Valor Econômico, v. 20, n. 4877, 09/11/2019. Opinião, p. A14

Animadora disposição política pela reforma fiscal



O presidente da Câmara, Rodrigo Maia (DEM-RJ), estimou que o conjunto de reformas fiscais em curso no Brasil deve gerar nos próximos dez anos uma economia entre R$ 1,6 trilhão e R$ 1,8 trilhão. Na conta apresentada em entrevista ao Valor na última sexta-feira, está incluída a já realizada reforma da Previdência, além do recém-enviado pacote que modifica o pacto federativo, aciona gatilho de regras fiscais e permite a extinção de fundos públicos, bem como a reforma administrativa, que está em fase final de elaboração.

Contudo, mais importante que a estimativa de impacto das medidas - que, a esta altura do processo de tramitação, ainda é muito preliminar e sujeita a alterações relevantes no processo legislativo -, é a clara disposição demonstrada por Maia e por seu homólogo do Senado, Davi Alcolumbre (DEM-AP), em fazer andar essa agenda reformista do país.

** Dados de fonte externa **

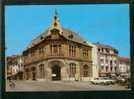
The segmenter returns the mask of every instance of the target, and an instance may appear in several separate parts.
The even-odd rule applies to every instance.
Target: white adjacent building
[[[97,47],[99,76],[115,75],[118,71],[118,50],[109,45],[94,43]]]
[[[119,57],[119,74],[121,76],[130,76],[130,60],[126,57]]]

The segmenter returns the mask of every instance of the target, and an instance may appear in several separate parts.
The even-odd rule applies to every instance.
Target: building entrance
[[[52,80],[61,80],[61,67],[58,65],[52,66]]]

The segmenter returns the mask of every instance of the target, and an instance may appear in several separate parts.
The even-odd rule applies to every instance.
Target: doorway
[[[61,67],[58,65],[52,66],[52,80],[61,80]]]

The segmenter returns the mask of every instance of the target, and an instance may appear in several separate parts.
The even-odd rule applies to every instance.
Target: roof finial
[[[58,16],[58,11],[56,8],[55,8],[55,16]]]

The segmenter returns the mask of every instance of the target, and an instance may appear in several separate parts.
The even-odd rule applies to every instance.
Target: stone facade
[[[93,77],[92,46],[61,27],[57,12],[49,29],[23,51],[26,80],[83,80]]]
[[[130,59],[126,57],[119,57],[119,74],[130,77]]]
[[[116,75],[118,72],[118,50],[100,43],[95,43],[97,46],[97,57],[99,76]]]
[[[8,56],[6,58],[7,66],[6,73],[7,78],[23,79],[23,59],[21,55]]]

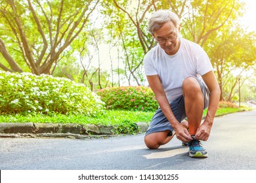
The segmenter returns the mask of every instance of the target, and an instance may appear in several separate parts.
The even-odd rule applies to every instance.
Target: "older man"
[[[207,157],[200,140],[209,138],[220,97],[209,59],[198,44],[179,37],[180,20],[169,10],[156,12],[148,29],[158,44],[146,54],[144,71],[160,108],[146,132],[145,144],[158,148],[176,134],[188,142],[189,156]],[[185,118],[188,122],[181,122]]]

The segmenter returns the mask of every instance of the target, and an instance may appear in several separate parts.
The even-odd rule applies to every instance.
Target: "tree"
[[[244,75],[242,85],[247,77],[245,73],[255,67],[255,33],[247,33],[235,25],[223,27],[207,41],[205,49],[216,69],[221,101],[231,101],[240,79],[236,75]]]
[[[28,68],[35,75],[50,74],[61,54],[68,51],[84,29],[98,2],[3,0],[0,52],[5,61],[0,67],[12,72]]]

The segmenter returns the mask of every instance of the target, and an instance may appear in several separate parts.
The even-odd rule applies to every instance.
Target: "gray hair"
[[[177,28],[181,24],[180,19],[175,13],[169,10],[157,10],[148,22],[148,31],[152,35],[154,35],[155,30],[160,29],[164,24],[169,21],[171,21]]]

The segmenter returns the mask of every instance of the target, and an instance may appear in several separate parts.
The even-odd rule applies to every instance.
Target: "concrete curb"
[[[137,133],[144,133],[149,123],[135,123]],[[68,137],[83,139],[84,136],[116,135],[114,127],[109,125],[75,124],[0,123],[0,137]]]

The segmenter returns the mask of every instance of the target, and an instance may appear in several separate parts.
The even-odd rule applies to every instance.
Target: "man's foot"
[[[188,131],[189,132],[189,130],[188,130],[188,121],[186,120],[186,118],[185,119],[185,120],[183,120],[181,122],[181,124],[184,126],[184,127],[186,127],[187,129],[188,129]],[[181,143],[181,145],[182,146],[188,146],[188,142],[182,142]]]
[[[194,135],[191,135],[191,137],[192,137],[193,140],[188,143],[189,156],[192,158],[207,158],[207,152],[203,148],[200,141],[196,139]]]

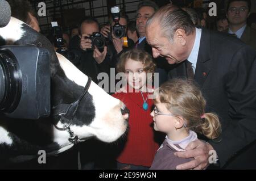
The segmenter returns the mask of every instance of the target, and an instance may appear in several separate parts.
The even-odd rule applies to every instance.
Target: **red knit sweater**
[[[143,99],[141,92],[117,93],[113,96],[122,101],[130,110],[127,141],[117,158],[123,163],[150,167],[159,145],[154,141],[153,120],[150,116],[153,106],[148,99],[148,108],[143,109]],[[147,93],[143,93],[146,99]]]

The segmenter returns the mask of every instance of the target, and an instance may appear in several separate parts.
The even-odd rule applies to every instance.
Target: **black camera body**
[[[119,20],[120,19],[120,11],[119,10],[119,7],[114,6],[112,7],[111,12],[112,14],[113,20],[115,22],[115,24],[112,27],[112,31],[114,36],[118,39],[126,36],[126,27],[119,24]]]
[[[49,60],[44,48],[0,47],[0,112],[28,119],[50,115]]]
[[[68,50],[64,46],[64,40],[61,28],[58,26],[52,26],[52,36],[53,43],[57,48],[56,52],[61,54],[74,65],[78,64],[81,56],[81,53],[77,50]]]
[[[89,37],[85,37],[85,39],[89,39],[92,40],[92,48],[88,50],[94,50],[94,47],[102,52],[104,50],[104,47],[106,45],[106,41],[104,37],[100,32],[94,32]]]

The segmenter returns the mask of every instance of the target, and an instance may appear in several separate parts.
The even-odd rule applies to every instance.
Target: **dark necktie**
[[[188,78],[194,78],[194,71],[192,67],[192,64],[187,60],[185,60],[186,70],[187,70],[187,77]]]
[[[236,33],[232,33],[232,34],[230,34],[230,35],[232,35],[233,36],[234,36],[234,37],[238,38],[237,35]]]
[[[139,44],[139,40],[135,43],[135,48],[137,48],[138,45]]]

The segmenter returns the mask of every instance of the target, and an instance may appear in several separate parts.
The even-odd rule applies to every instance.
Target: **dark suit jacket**
[[[256,30],[249,26],[246,26],[243,31],[241,40],[246,44],[251,46],[256,50]]]
[[[169,72],[171,78],[185,75],[184,61]],[[251,47],[225,33],[202,30],[195,80],[207,100],[205,112],[220,118],[222,134],[209,142],[221,166],[256,167],[255,75]]]
[[[224,31],[226,33],[229,32],[229,29]],[[243,31],[241,40],[246,44],[252,47],[256,50],[256,30],[254,28],[246,26]]]

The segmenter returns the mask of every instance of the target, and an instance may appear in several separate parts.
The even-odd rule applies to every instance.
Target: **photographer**
[[[115,21],[113,20],[113,19],[114,19],[114,18],[113,17],[113,14],[112,14],[110,18],[110,24],[111,24],[111,26],[106,25],[103,27],[101,30],[101,33],[106,39],[107,39],[107,40],[110,40],[109,41],[112,42],[116,53],[118,54],[124,48],[126,49],[127,47],[129,48],[133,48],[134,47],[135,44],[133,40],[127,37],[127,46],[124,45],[125,44],[124,44],[124,38],[126,38],[127,31],[127,24],[129,22],[128,16],[123,13],[120,13],[120,17],[118,22],[124,31],[123,36],[121,38],[117,37],[112,31],[113,27],[115,25]],[[110,35],[111,35],[111,37],[110,37]]]
[[[80,38],[80,51],[81,55],[77,68],[84,73],[92,77],[96,83],[99,81],[97,75],[101,72],[109,73],[110,58],[107,53],[107,47],[104,46],[99,49],[96,46],[92,47],[93,42],[92,39],[94,39],[94,32],[99,32],[100,26],[98,21],[91,17],[86,18],[80,23],[79,27],[79,37]],[[96,35],[100,35],[100,33]],[[105,41],[103,36],[97,37],[98,41]],[[100,44],[103,43],[101,42]],[[104,42],[104,43],[105,43]]]

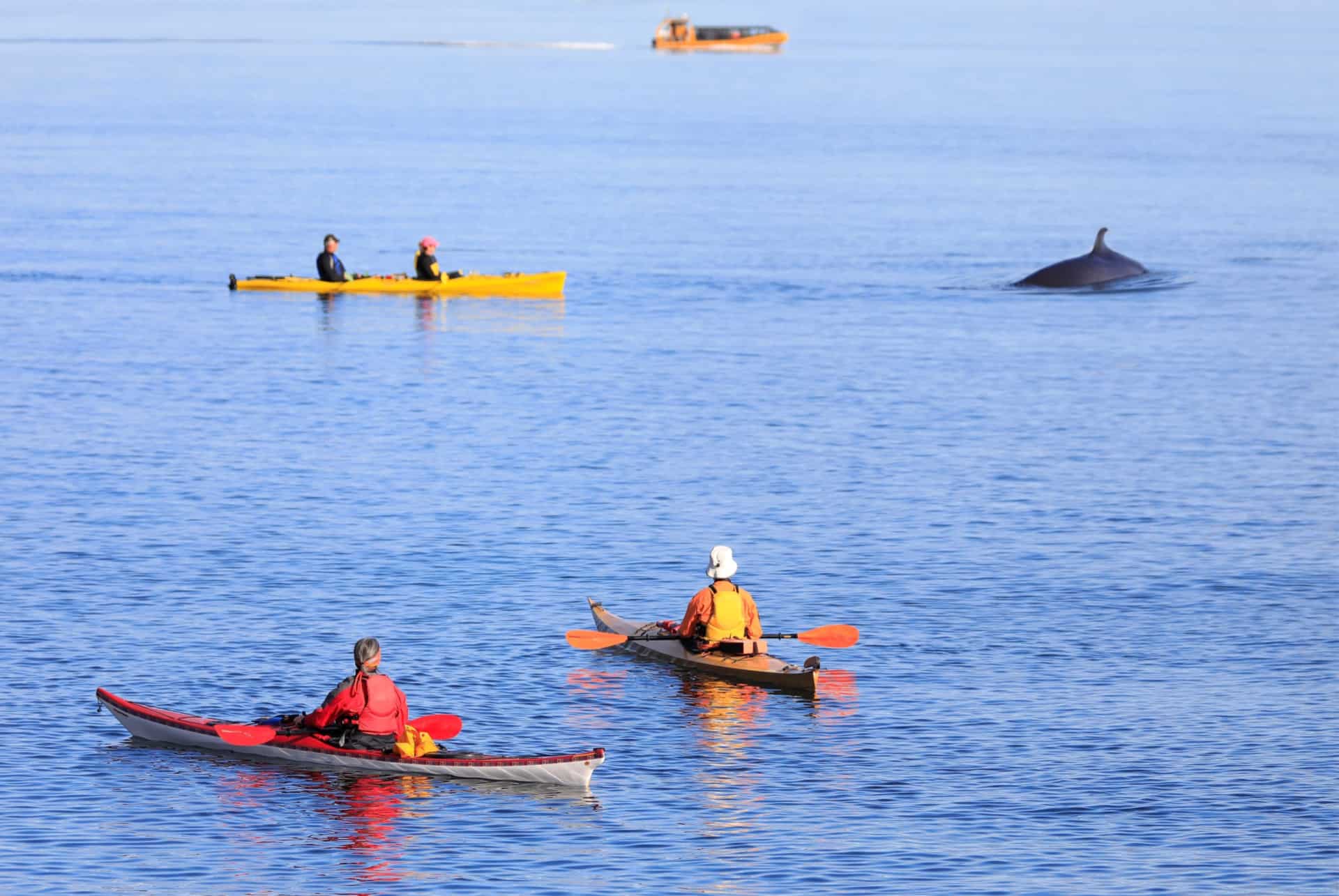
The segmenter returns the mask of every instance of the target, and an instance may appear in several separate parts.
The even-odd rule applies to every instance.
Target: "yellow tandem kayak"
[[[428,296],[503,296],[507,299],[561,299],[566,271],[541,273],[467,273],[454,280],[412,280],[403,276],[359,277],[327,283],[313,277],[228,276],[229,289],[273,289],[279,292],[399,292]]]

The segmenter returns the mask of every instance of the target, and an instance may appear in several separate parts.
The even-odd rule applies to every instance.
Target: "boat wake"
[[[617,50],[617,44],[603,40],[356,40],[351,43],[376,44],[380,47],[458,47],[463,50],[503,48],[503,50]]]

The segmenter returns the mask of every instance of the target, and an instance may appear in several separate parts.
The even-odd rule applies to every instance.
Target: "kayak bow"
[[[284,759],[300,765],[335,766],[379,774],[430,774],[584,788],[590,783],[590,774],[604,762],[604,750],[600,747],[566,755],[498,757],[443,751],[416,758],[391,758],[375,750],[343,750],[313,731],[287,729],[279,729],[265,743],[234,745],[225,742],[214,730],[228,725],[220,719],[133,703],[100,687],[98,702],[137,738]]]

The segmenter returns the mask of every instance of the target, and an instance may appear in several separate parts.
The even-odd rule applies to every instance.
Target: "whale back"
[[[1119,252],[1110,249],[1106,245],[1106,228],[1101,228],[1097,232],[1097,238],[1093,240],[1093,249],[1087,254],[1066,258],[1065,261],[1056,261],[1055,264],[1047,265],[1040,271],[1034,271],[1014,285],[1050,287],[1052,289],[1063,287],[1090,287],[1097,283],[1107,283],[1110,280],[1119,280],[1121,277],[1133,277],[1139,273],[1148,273],[1148,269],[1134,258],[1126,257]]]

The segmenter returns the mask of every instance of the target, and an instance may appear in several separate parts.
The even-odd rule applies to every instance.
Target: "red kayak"
[[[232,722],[131,703],[100,687],[98,702],[111,710],[116,721],[137,738],[287,759],[301,765],[336,766],[382,774],[435,774],[584,788],[590,783],[590,773],[604,762],[604,750],[600,747],[568,755],[497,757],[434,753],[418,758],[387,757],[374,750],[345,750],[311,731],[277,727],[274,737],[265,743],[240,746],[225,742],[214,730],[220,725],[233,725]]]

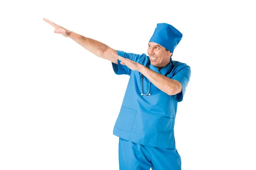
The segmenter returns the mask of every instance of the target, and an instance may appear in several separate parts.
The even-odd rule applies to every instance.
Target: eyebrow
[[[150,45],[150,44],[148,44],[148,45],[151,46],[151,45]],[[161,46],[160,45],[155,45],[155,46],[157,46],[157,47],[161,47]]]

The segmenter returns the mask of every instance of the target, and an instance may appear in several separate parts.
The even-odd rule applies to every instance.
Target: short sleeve
[[[116,50],[117,54],[124,58],[131,60],[132,61],[138,62],[143,57],[141,55],[137,54],[134,53],[128,53],[121,51]],[[112,62],[113,70],[115,73],[117,75],[131,74],[131,70],[128,67],[120,63],[121,61],[117,60],[118,64]]]
[[[190,67],[187,66],[181,68],[172,78],[172,79],[179,81],[182,86],[181,91],[175,95],[175,99],[178,102],[181,102],[183,99],[183,97],[186,91],[186,88],[189,83],[191,75]]]

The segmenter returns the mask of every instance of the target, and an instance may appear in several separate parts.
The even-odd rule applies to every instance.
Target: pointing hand
[[[52,22],[52,21],[46,18],[43,18],[43,19],[44,20],[44,21],[45,21],[46,22],[50,24],[51,26],[52,26],[55,28],[55,30],[54,30],[55,33],[61,34],[61,35],[62,35],[63,36],[66,37],[69,37],[70,33],[71,32],[71,31],[68,30],[67,29],[64,28],[60,26],[59,26],[58,25],[57,25],[54,23]]]

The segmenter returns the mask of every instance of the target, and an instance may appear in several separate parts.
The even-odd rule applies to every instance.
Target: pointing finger
[[[58,25],[56,24],[55,23],[50,21],[49,20],[47,19],[46,18],[43,18],[44,20],[46,22],[48,23],[49,24],[51,25],[51,26],[52,26],[54,27],[55,27],[56,26],[59,26]]]

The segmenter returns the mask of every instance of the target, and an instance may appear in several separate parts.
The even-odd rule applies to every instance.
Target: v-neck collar
[[[150,64],[149,65],[149,69],[156,72],[157,73],[165,75],[167,73],[168,71],[170,70],[170,69],[171,69],[172,65],[172,62],[169,62],[168,64],[167,64],[165,67],[162,68],[160,69],[160,70],[158,70],[157,67],[151,64],[151,63],[150,63]]]

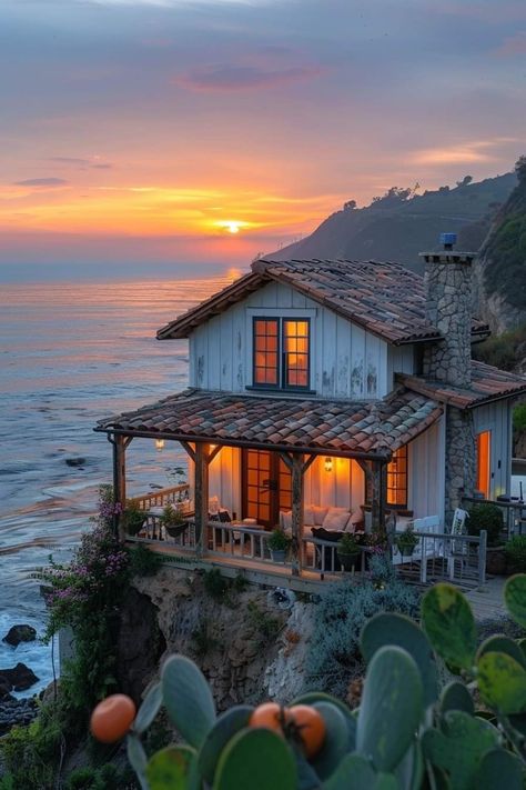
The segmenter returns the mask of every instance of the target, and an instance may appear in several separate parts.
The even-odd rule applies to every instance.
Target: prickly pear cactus
[[[526,627],[526,576],[505,600]],[[362,703],[352,711],[323,692],[299,697],[254,726],[254,708],[221,713],[205,678],[170,658],[128,738],[142,790],[519,790],[526,787],[526,642],[495,634],[477,649],[475,621],[451,584],[429,589],[423,628],[380,614],[363,629],[367,662]],[[458,677],[439,688],[436,657]],[[473,691],[486,709],[476,712]],[[314,753],[293,706],[323,722]],[[185,743],[148,757],[141,737],[161,706]],[[303,729],[302,729],[303,728]],[[307,757],[308,754],[308,757]]]

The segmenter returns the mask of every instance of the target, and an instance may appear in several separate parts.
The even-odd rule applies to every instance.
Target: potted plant
[[[336,553],[340,564],[345,571],[354,569],[360,552],[358,539],[352,532],[344,532],[336,543]]]
[[[395,546],[402,557],[411,557],[417,542],[418,537],[414,533],[412,527],[406,527],[405,530],[395,538]]]
[[[479,536],[483,529],[487,532],[486,571],[496,576],[505,573],[506,552],[502,538],[504,529],[503,511],[498,504],[481,502],[479,504],[474,504],[468,514],[468,534]]]
[[[171,502],[164,506],[160,521],[171,538],[179,538],[188,527],[181,510]]]
[[[146,513],[141,510],[138,502],[128,500],[121,518],[124,521],[124,529],[128,534],[135,536],[141,531]]]
[[[282,529],[274,529],[271,532],[271,537],[266,541],[269,551],[271,552],[271,559],[273,562],[284,562],[286,552],[289,551],[292,543],[292,538],[290,538]]]

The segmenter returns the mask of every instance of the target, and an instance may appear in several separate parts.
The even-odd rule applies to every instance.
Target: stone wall
[[[423,373],[454,387],[472,381],[472,260],[465,252],[426,253],[426,318],[444,337],[424,351]],[[473,414],[448,406],[445,447],[445,526],[462,497],[473,496],[476,447]]]
[[[465,253],[425,257],[426,319],[444,337],[424,352],[424,376],[464,387],[471,376],[472,258]]]
[[[163,568],[134,584],[149,602],[145,618],[155,612],[165,642],[160,661],[152,661],[144,673],[143,689],[162,659],[179,652],[200,666],[219,710],[269,697],[286,702],[300,692],[312,604],[296,601],[289,607],[273,590],[255,586],[242,592],[232,589],[218,601],[205,591],[201,572],[178,568]],[[130,603],[134,619],[140,618],[138,602]],[[128,671],[134,671],[130,662]]]
[[[473,412],[453,406],[446,411],[445,524],[451,527],[455,508],[463,497],[473,497],[475,488],[476,444]]]

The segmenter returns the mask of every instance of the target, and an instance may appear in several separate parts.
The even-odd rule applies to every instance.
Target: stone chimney
[[[472,262],[474,252],[455,252],[455,233],[442,233],[439,252],[422,252],[425,260],[426,319],[444,340],[426,346],[423,373],[454,387],[469,387],[472,380]],[[446,407],[445,528],[463,497],[475,487],[476,446],[473,412]]]
[[[421,252],[425,260],[426,319],[444,340],[424,352],[424,376],[456,387],[472,380],[472,261],[474,252],[455,252],[456,233],[441,233],[441,252]]]

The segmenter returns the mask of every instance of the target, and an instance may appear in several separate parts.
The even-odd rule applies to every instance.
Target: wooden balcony
[[[225,576],[243,573],[257,583],[304,591],[338,579],[360,583],[368,573],[368,557],[373,553],[370,548],[362,548],[355,567],[345,571],[337,559],[335,542],[304,534],[299,551],[291,552],[284,562],[276,562],[267,546],[271,533],[263,529],[209,521],[203,540],[198,541],[194,518],[185,519],[185,523],[173,538],[159,517],[149,514],[141,533],[129,541],[148,544],[176,567],[218,567]],[[485,532],[473,537],[415,531],[415,536],[419,542],[411,557],[401,557],[392,550],[393,564],[402,579],[418,584],[447,580],[464,589],[484,584]]]

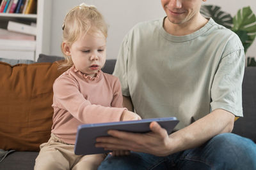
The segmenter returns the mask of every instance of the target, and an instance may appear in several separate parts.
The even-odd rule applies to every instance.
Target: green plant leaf
[[[240,38],[246,52],[256,36],[256,17],[250,6],[238,10],[233,18],[231,29]]]
[[[226,28],[231,29],[232,27],[233,18],[230,14],[221,11],[218,6],[202,5],[200,13],[204,17],[212,18],[216,23]]]

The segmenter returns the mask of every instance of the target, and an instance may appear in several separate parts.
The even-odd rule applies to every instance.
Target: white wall
[[[107,58],[115,59],[124,35],[136,23],[156,19],[165,15],[158,0],[53,0],[51,54],[62,55],[60,50],[61,25],[69,10],[81,3],[95,5],[109,25],[107,43]],[[256,14],[255,0],[208,0],[205,4],[215,4],[234,17],[237,10],[250,6]],[[246,52],[246,56],[256,56],[256,41]]]

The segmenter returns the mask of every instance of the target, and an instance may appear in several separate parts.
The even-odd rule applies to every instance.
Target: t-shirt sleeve
[[[239,39],[237,41],[240,41]],[[241,43],[231,45],[228,45],[226,48],[237,48],[238,50],[228,53],[223,53],[211,88],[211,106],[212,110],[223,109],[237,117],[243,117],[242,81],[245,65],[244,52]]]
[[[117,76],[121,83],[122,92],[124,96],[130,96],[127,80],[127,62],[129,55],[128,34],[124,38],[119,50],[113,75]]]
[[[53,92],[53,106],[66,110],[83,124],[120,121],[125,110],[92,104],[79,92],[77,82],[68,76],[63,76],[55,81]]]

O deputado destacou a necessidade de se reorganizar o Estado brasileiro, hoje travado por excesso de despesas obrigatórias que a reforma da Previdência sozinha não dá conta de resolver. De fato, mesmo com a contenção que as novas regras para concessão de aposentadorias e pensões trarão para a despesa primária do governo nos próximos anos, o movimento é insuficiente.

Com o teto de gastos em vigor, a maneira que se tem para salvar o pouco de investimento público hoje existente e ampliar a capacidade do Estado para realizar obras é corrigir um defeito original das regras fiscais brasileiras: a falta de mecanismos para acionamento de gatilhos que cortem as despesas públicas.

Tanto a Proposta de Emenda Constitucional (PEC) do pacto federativo quanto a PEC Emergencial criam dispositivos dessa natureza, como a possibilidade de redução de jornada do servidor público e o congelamento de promoções e progressões automáticas de carreiras.

Somente esses dois gatilhos, segundo os cálculos do governo, economizariam R$ 26 bilhões em dois anos e abririam espaço de cerca de R$ 50 bilhões ao longo de uma década para ser gasto em investimento. É um volume importante, mas ainda distante do necessário para consolidar um patamar mais elevado de crescimento para o Brasil.

Nesse sentido, como informou o colunista Ribamar Oliveira, é importante a mudança que permite o acionamento das medidas previstas na emenda do teto de gastos quando as despesas obrigatórias representarem 95% do total de gasto da União. Hoje, elas estão em 93%.

Evidentemente, Senado e Câmara farão mudanças nos textos enviados pelo governo, assim como ocorreu com a reforma da Previdência. As forças políticas e corporativistas, em especial do funcionalismo público, já se articulam na defesa de seus interesses e já conseguiram, antes mesmo de o governo apresentar suas propostas, derrubar algumas ideias, como a desvinculação de benefícios sociais e o fim da estabilidade para servidores atuais.

Mudar os projetos é parte do jogo democrático. Mais que isso, o amplo debate é necessário para que as regras expressem um amplo consenso social em torno da responsabilidade fiscal. A própria equipe econômica demonstra ter consciência disso, pois articulou boa parte das medidas com as lideranças do Congresso e o ministro Paulo Guedes já disse que não tem ponto inegociável nos projetos.

Apesar das recorrentes turbulências políticas enfrentadas pelo Brasil desde janeiro, o governo e o Congresso, na seara econômica, caminham em uma direção consistente para resolver o crônico problema fiscal brasileiro.

Mas o trabalho não pode ficar só no ajuste de longo prazo. É preciso também olhar a necessidade de aceleração do crescimento. Como bem apontou o deputado Rodrigo Maia, movimentos como a reforma tributária e a aceleração das privatizações, para atrair mais recursos privados ao país, também precisam ser intensificados.

O governo precisa enviar logo sua proposta tributária para permitir que o Congresso possa se dedicar com mais afinco também a essa agenda. O trabalho a se fazer na economia brasileira ainda é grande.

E os riscos não são poucos, dada a falta de uma base governista sólida e a aproximação das eleições municipais, que já tendem a contaminar os debates. Por isso, é louvável a postura reformista das principais lideranças do Parlamento e espera-se que haja persistência e convicção nesse caminho.